Time Period3 Months [change]
DirectionMoves Together 
StrengthWeak
Accuracy100.0%
ValuesDaily Returns

Cool Company  vs.  Matson Inc

 Performance 
       Timeline  
Cool Company 

Risk-Adjusted Performance

Very Weak

 
Weak
 
Strong
Over the last 90 days Cool Company has generated negative risk-adjusted returns adding no value to investors with long positions. In spite of uncertain performance in the last few months, the Stock's fundamental indicators remain very healthy which may send shares a bit higher in April 2025. The recent disarray may also be a sign of long period up-swing for the firm investors.
Matson Inc 

Risk-Adjusted Performance

Very Weak

 
Weak
 
Strong
Over the last 90 days Matson Inc has generated negative risk-adjusted returns adding no value to investors with long positions. In spite of fairly strong basic indicators, Matson is not utilizing all of its potentials. The latest stock price disturbance, may contribute to short-term losses for the investors.
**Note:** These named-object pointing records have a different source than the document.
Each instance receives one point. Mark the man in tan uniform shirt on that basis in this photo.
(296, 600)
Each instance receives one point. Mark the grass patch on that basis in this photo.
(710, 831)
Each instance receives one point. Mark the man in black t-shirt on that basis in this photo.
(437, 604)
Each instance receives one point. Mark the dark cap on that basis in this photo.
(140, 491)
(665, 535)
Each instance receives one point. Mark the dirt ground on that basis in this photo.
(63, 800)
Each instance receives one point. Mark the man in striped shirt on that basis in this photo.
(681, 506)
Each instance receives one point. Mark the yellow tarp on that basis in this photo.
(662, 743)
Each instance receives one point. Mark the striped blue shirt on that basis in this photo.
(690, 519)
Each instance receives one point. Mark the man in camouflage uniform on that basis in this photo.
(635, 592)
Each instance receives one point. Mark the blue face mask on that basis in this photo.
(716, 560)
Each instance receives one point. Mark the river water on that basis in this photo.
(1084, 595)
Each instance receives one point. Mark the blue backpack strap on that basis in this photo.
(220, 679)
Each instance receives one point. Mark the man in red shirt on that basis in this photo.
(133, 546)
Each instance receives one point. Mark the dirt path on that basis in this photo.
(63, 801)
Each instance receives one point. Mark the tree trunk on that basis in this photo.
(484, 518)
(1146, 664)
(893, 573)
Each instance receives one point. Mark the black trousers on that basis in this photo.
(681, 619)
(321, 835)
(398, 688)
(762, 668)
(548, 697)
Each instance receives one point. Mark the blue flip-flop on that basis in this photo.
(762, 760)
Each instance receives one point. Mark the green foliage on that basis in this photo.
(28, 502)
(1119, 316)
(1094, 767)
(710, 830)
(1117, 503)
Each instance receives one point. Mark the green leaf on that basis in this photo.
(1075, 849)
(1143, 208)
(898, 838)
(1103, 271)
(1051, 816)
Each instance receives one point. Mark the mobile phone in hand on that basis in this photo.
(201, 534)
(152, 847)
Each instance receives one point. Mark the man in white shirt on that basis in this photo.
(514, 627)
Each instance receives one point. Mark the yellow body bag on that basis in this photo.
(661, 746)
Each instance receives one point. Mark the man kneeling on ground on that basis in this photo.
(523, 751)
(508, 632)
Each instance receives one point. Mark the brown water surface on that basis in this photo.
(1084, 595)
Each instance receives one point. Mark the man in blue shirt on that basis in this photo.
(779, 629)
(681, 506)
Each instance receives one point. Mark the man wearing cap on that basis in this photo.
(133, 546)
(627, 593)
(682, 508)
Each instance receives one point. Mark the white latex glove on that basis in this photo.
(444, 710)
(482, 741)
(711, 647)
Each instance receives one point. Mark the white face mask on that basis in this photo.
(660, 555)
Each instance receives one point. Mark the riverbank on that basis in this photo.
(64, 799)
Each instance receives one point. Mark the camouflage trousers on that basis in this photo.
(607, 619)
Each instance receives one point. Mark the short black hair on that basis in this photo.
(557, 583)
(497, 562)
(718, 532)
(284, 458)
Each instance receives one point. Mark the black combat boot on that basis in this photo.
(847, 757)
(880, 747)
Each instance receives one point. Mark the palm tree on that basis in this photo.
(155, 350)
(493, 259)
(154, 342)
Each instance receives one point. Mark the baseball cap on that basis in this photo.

Cool and Matson Volatility Contrast

   Predicted Return Density   
       Returns  

Pair Trading with Cool and Matson

The main advantage of trading using opposite Cool and Matson positions is that it hedges away some unsystematic risk. Because of two separate transactions, even if Cool position performs unexpectedly, Matson can make up some of the losses. Pair trading also minimizes risk from directional movements in the market. For example, if an entire industry or sector drops because of unexpected headlines, the short position in Matson will offset losses from the drop in Matson's long position.
The idea behind Cool Company and Matson Inc pairs trading is to make the combined position market-neutral, meaning the overall market's direction will not affect its win or loss (or potential downside or upside). This can be achieved by designing a pairs trade with two highly correlated stocks or equities that operate in a similar space or sector, making it possible to obtain profits through simple and relatively low-risk investment.
Check out your portfolio center.
Note that this page's information should be used as a complementary analysis to find the right mix of equity instruments to add to your existing portfolios or create a brand new portfolio. You can also try the Price Ceiling Movement module to calculate and plot Price Ceiling Movement for different equity instruments.